To be clear, I'm not saying it's not more expensive than it used to be. (20 years ago I was paying about $12 to have 100' of 16mm processed. those days are long gone)

 

but that price increase has (only a) little to do with the price of silver, it's econ 101: supply and demand. There simply isn't the kind of demand for Super 8 that there used to be, when it was artists/filmmakers AND the home movie shooting masses buying the stuff. Kodak isn't making it in the quantities they used to, so the price goes up because it costs more to make.

 

Now the S8 market just a small percentage of that old market, and the vast majority of the old customers will never come back because, well, why would they?

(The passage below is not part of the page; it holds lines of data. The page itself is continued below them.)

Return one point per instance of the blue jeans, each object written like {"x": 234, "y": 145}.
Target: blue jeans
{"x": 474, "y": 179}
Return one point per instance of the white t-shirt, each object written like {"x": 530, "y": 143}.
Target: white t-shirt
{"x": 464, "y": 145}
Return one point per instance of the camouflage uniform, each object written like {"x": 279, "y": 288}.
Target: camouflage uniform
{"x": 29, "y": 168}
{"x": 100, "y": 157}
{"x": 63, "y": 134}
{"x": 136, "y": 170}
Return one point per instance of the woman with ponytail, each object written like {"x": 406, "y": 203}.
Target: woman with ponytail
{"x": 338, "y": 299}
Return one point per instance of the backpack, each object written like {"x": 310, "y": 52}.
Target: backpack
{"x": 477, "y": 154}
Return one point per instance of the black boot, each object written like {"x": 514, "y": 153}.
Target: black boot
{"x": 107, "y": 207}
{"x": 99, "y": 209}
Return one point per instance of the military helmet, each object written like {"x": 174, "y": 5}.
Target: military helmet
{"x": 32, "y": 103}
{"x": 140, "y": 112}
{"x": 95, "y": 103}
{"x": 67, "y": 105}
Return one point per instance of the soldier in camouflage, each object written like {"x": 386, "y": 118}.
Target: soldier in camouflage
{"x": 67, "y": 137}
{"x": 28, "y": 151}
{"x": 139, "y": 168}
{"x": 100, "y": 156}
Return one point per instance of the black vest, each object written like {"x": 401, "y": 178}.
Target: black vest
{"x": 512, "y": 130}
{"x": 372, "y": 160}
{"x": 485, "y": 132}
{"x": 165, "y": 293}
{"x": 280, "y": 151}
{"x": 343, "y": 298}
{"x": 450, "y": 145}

I shoot my home movies on film, but that's because I want them to last. I also shoot a lot on my iPhone because it's in my pocket all day long and the video looks pretty damned good in good lighting.

 

My point above is that while the market for S8 has shrunk dramatically in the past 25 years, it isn't as small as Tyler seems to be suggesting, and it's not limited to a(s) tiny (a) niche (as it once was). Case in point: we just recently scanned to 4k the S8 film for an upcoming feature. I think there's a lot of room for growth, and adding more labs and Kodak's backing (assuming they don't do what they do best and screw it up), should only help that market to grow.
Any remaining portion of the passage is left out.